La réponse dépend du contexte, des outils et de la base légale. Les données personnelles non nécessaires, les informations sensibles, les contrats confidentiels, les mots de passe, les clés API, les secrets commerciaux, les éléments financiers non autorisés et les fichiers sans propriétaire ou validation identifiée demandent un contrôle renforcé. Travaillez avec les équipes sécurité, DPO et juridique pour définir les règles applicables à votre organisation.
Comment maîtriser le coût d’un agent IA ?
Mesurez les appels API, les tokens, les recherches documentaires, les appels aux connecteurs, les temps d’exécution et le contrôle humain. Fixez un budget par exécution, une limite d’étapes, une limite de documents récupérés et une règle d’arrêt en cas de dépassement. Reliez chaque dépense à un processus métier.
Que faut-il enregistrer dans les logs d’un système IA ?
Conservez, selon votre politique de sécurité et de confidentialité, l’identité de l’utilisateur, l’heure, le workflow lancé, les sources consultées, les outils appelés, les actions réalisées, la version des instructions, le coût, les erreurs et le statut de validation. Ces éléments servent au suivi de qualité, à l’audit, au support et à la réponse aux incidents.
Lexique technique
- RAG — Retrieval-Augmented Generation : architecture qui recherche des documents ou passages pertinents avant de générer une réponse. Le système transmet ces extraits au modèle afin qu’il produise un contenu fondé sur les sources disponibles.

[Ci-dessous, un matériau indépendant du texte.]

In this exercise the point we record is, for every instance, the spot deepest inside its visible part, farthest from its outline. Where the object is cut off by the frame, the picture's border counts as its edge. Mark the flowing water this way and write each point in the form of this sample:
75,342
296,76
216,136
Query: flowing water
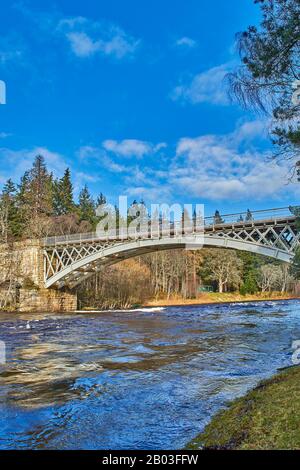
143,379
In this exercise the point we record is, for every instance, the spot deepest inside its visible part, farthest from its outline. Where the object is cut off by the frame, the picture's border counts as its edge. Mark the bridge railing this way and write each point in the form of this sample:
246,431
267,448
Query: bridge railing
176,228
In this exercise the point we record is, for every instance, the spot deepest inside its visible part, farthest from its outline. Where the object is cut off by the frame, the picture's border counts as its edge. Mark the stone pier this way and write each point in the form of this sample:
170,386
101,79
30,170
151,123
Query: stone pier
22,273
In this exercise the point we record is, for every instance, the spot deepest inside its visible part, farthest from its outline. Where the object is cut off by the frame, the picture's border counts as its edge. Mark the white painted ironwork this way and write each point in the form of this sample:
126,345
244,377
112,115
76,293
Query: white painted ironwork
70,259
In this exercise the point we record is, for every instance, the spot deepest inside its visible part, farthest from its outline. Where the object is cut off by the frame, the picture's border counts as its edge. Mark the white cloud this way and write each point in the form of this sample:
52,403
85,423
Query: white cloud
87,38
11,49
131,147
206,87
186,42
217,167
4,135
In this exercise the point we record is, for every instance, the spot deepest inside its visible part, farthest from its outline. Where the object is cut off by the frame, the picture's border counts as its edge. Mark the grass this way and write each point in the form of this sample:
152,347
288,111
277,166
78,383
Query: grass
267,418
215,297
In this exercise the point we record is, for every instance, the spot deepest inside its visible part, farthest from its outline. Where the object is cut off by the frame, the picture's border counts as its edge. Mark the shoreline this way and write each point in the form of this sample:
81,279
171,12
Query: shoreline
175,302
266,418
208,299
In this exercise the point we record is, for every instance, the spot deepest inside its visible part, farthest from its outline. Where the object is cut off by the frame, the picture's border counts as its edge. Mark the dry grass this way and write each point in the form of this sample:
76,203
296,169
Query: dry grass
266,418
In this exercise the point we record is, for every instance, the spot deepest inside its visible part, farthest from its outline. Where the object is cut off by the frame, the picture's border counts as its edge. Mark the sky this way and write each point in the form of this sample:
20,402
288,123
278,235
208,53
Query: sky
131,96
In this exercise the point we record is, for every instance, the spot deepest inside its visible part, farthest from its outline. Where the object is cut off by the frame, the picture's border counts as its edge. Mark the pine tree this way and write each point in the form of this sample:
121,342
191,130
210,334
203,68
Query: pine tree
217,218
34,199
39,195
249,216
9,211
86,206
63,201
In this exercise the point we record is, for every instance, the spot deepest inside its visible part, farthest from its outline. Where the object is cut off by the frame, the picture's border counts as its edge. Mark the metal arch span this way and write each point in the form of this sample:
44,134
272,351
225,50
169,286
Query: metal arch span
70,264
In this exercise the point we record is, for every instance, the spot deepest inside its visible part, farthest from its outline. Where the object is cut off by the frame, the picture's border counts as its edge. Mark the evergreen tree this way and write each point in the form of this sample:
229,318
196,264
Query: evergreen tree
86,206
268,77
39,194
63,200
9,211
101,199
249,216
217,218
34,200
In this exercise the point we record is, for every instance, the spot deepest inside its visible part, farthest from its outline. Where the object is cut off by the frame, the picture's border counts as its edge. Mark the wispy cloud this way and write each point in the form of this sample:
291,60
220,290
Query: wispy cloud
85,37
88,38
11,50
205,87
186,43
131,147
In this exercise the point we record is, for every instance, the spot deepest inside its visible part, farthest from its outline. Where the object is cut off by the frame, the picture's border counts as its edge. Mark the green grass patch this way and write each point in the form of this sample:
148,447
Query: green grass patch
268,417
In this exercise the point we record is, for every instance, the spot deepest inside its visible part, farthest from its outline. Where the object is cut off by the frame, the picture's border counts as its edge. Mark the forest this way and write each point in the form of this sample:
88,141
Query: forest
41,205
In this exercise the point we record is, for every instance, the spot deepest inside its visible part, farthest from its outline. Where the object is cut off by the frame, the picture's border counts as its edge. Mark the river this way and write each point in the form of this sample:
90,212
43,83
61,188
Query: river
142,379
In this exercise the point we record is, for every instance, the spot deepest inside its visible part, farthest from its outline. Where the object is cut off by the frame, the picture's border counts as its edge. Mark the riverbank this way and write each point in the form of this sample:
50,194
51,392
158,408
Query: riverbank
266,418
215,298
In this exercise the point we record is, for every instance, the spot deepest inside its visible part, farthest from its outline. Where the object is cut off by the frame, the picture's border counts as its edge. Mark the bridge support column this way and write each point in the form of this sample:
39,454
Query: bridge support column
46,300
22,274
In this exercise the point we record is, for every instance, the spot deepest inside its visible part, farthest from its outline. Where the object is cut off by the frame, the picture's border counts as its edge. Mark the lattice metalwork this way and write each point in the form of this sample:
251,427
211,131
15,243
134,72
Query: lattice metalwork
68,260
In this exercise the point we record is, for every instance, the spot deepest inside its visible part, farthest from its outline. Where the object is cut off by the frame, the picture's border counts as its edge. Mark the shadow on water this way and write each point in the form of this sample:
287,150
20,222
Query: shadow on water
140,379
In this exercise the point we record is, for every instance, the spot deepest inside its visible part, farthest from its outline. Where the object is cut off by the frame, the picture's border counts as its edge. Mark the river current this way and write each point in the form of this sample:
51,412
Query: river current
140,379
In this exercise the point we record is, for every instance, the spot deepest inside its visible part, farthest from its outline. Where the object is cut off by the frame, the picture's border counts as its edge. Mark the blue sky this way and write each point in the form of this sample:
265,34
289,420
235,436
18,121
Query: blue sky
130,95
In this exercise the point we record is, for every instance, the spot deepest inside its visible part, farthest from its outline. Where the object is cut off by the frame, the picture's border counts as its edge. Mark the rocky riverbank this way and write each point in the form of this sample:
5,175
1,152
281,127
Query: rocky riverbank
266,418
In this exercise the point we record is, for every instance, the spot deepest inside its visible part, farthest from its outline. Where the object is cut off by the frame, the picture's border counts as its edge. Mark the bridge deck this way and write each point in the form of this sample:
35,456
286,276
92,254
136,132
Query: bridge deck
229,221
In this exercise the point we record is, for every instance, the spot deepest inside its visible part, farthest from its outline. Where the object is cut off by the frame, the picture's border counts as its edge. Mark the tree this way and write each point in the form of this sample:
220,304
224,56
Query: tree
270,71
295,266
249,216
9,224
63,201
250,285
267,277
217,218
222,266
35,199
86,206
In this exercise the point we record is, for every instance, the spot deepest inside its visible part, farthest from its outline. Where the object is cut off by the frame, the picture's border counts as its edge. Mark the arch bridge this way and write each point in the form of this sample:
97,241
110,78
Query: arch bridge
70,259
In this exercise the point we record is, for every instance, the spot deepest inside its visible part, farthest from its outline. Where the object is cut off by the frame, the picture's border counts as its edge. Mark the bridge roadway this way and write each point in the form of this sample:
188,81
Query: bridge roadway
70,259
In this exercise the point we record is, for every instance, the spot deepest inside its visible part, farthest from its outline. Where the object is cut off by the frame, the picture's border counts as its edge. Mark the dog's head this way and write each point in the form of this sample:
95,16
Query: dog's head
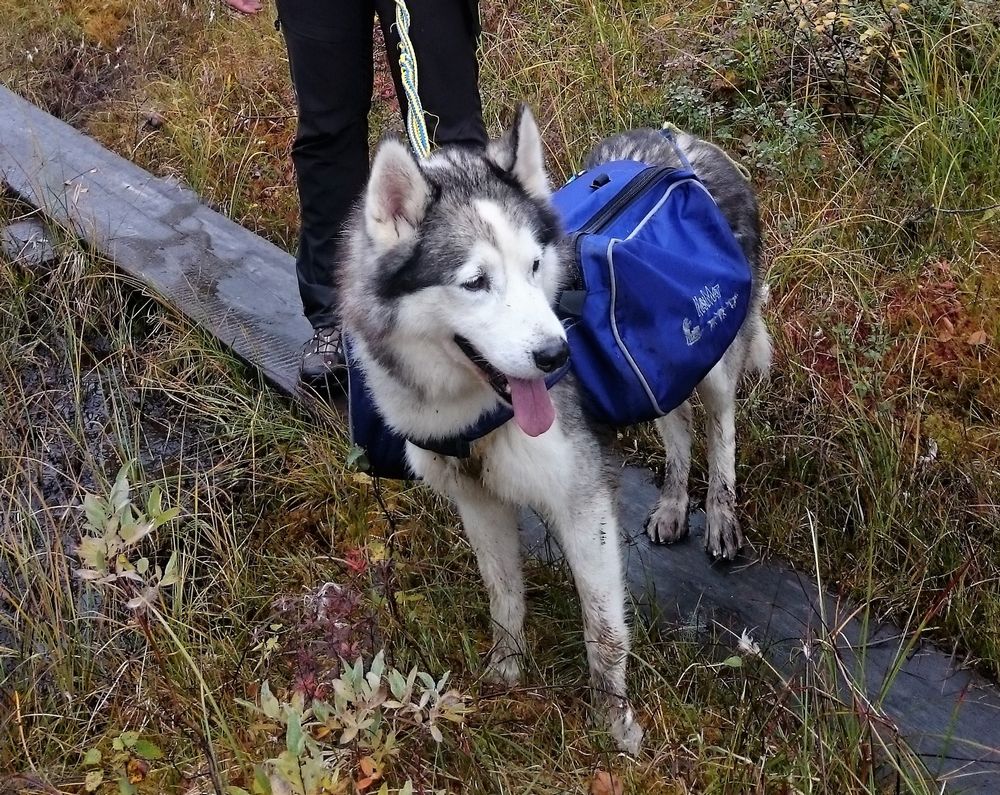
462,256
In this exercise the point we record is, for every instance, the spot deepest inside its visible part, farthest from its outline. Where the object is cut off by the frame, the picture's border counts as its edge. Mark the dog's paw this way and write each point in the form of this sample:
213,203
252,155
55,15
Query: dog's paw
625,729
668,521
723,536
503,668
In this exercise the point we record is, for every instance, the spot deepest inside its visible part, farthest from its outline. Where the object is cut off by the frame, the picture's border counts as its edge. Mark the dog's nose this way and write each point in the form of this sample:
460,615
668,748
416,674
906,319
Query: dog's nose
552,355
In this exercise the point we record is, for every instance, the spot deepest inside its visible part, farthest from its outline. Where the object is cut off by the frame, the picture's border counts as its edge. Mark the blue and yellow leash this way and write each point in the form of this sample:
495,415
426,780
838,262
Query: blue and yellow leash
416,124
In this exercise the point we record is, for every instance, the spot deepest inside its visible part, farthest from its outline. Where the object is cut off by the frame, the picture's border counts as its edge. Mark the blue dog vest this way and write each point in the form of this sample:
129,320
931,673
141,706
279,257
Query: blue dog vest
661,290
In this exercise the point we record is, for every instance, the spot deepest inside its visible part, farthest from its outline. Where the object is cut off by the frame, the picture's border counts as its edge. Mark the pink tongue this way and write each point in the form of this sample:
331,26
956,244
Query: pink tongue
533,409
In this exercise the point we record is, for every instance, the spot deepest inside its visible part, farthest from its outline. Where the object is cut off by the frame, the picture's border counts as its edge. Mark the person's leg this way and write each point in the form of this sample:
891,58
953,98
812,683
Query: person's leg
445,35
330,55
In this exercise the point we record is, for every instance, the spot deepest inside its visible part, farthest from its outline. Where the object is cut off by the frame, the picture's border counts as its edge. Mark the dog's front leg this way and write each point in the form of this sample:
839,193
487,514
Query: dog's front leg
723,536
491,527
668,522
589,540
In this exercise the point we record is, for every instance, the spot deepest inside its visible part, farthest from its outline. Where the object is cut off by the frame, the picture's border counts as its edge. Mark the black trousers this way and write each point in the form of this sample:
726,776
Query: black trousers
330,54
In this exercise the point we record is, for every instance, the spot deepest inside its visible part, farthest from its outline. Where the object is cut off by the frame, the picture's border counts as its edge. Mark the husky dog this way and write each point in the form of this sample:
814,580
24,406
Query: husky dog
453,265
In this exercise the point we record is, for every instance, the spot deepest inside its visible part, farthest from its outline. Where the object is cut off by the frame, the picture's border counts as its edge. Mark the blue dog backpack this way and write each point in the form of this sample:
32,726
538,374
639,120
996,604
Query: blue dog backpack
662,287
661,290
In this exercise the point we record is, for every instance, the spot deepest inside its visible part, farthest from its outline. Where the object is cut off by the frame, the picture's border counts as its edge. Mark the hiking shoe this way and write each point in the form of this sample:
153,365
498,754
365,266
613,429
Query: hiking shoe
323,356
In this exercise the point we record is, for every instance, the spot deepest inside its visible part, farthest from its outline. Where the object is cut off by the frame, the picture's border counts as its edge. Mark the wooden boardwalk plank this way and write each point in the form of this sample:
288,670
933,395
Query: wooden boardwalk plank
242,290
236,285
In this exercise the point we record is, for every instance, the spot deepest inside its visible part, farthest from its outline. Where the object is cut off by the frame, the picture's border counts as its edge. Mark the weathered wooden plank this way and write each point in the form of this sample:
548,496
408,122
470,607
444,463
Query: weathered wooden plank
950,716
242,290
236,285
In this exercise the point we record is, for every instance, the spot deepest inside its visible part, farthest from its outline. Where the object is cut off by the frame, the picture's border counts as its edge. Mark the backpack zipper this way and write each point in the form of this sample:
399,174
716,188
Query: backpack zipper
606,215
637,185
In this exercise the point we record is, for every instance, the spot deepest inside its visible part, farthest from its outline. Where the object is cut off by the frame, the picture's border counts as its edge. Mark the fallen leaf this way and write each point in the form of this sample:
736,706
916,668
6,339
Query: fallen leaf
137,770
605,783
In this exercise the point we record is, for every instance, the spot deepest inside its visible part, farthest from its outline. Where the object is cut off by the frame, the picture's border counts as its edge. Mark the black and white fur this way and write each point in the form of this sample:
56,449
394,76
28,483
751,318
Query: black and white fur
465,245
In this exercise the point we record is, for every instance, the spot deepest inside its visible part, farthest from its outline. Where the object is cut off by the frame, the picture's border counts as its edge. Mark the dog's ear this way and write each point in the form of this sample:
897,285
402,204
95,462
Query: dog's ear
519,152
397,196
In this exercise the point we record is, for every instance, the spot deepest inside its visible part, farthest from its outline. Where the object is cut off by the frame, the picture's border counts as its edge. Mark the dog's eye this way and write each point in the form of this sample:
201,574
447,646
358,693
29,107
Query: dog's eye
477,284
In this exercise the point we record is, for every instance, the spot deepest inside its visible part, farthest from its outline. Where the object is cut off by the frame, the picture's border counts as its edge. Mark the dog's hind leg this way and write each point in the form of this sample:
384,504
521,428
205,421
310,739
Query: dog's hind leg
668,521
723,537
491,527
590,543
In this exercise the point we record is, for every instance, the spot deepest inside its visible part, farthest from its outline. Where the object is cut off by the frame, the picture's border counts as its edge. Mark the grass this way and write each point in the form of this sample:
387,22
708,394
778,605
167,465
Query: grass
870,457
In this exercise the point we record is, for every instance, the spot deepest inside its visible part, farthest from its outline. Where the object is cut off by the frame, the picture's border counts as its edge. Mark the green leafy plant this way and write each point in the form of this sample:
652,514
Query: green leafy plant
374,711
117,529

- Embedding : représentation numérique d’un contenu. Les embeddings permettent de comparer des textes selon leur proximité sémantique, y compris lorsque les mots employés diffèrent.
- Base vectorielle : base de données conçue pour stocker et interroger des embeddings. Elle sert fréquemment à retrouver rapidement les documents pertinents dans un système RAG.
- API — Application Programming Interface : interface permettant à des applications d’échanger des données et des actions de manière structurée.
- Agent IA : système qui utilise un modèle pour organiser une succession d’étapes et appeler des outils autorisés afin d’atteindre un objectif défini.
- Observabilité : capacité à suivre le comportement d’un système grâce aux logs, métriques, traces, coûts, délais, sources et erreurs.
- SSO — Single Sign-On : mécanisme d’authentification qui permet à un collaborateur d’utiliser son identité professionnelle pour accéder à plusieurs applications.
- RBAC — Role-Based Access Control : méthode de gestion des accès basée sur des rôles. Une personne reçoit des droits correspondant à sa fonction.
- Chunk : fragment d’un document utilisé dans l’indexation RAG. Les chunks sont associés à des métadonnées et servent de passages récupérables lors d’une recherche.
- Fenêtre de contexte : quantité d’informations qu’un modèle peut traiter au cours d’une demande. Elle inclut les instructions, la question de l’utilisateur, les documents récupérés et la réponse produite.
- Reranking : étape qui réordonne les résultats trouvés par une recherche afin de faire remonter les passages les plus adaptés à la demande.
- OAuth : protocole d’autorisation qui permet à une application de recevoir un accès limité à une autre application au moyen d’un jeton.
- Principe du moindre privilège : règle de sécurité selon laquelle un utilisateur, une application ou un agent reçoit uniquement les permissions nécessaires à la tâche prévue.
- Token : unité de texte traitée par un modèle de langage. Les fournisseurs utilisent souvent le volume de tokens pour calculer le prix des appels API.
- Latence : délai entre une demande et la réponse du système. Elle augmente avec la longueur des requêtes, les recherches documentaires, les appels aux connecteurs et les étapes d’un agent.
Sources
- Salesforce — State of Marketing 2026 : résultats sur l’adoption de l’IA, les campagnes génériques, les difficultés de réponse client, la personnalisation et la qualité des données.
- World Economic Forum — The Future of Jobs Report 2025 : évolution des compétences en IA, big data, cybersécurité et culture technologique.
- IA & Marketing — Lexique ultime de l’IA : définitions complémentaires sur les concepts et usages de l’intelligence artificielle.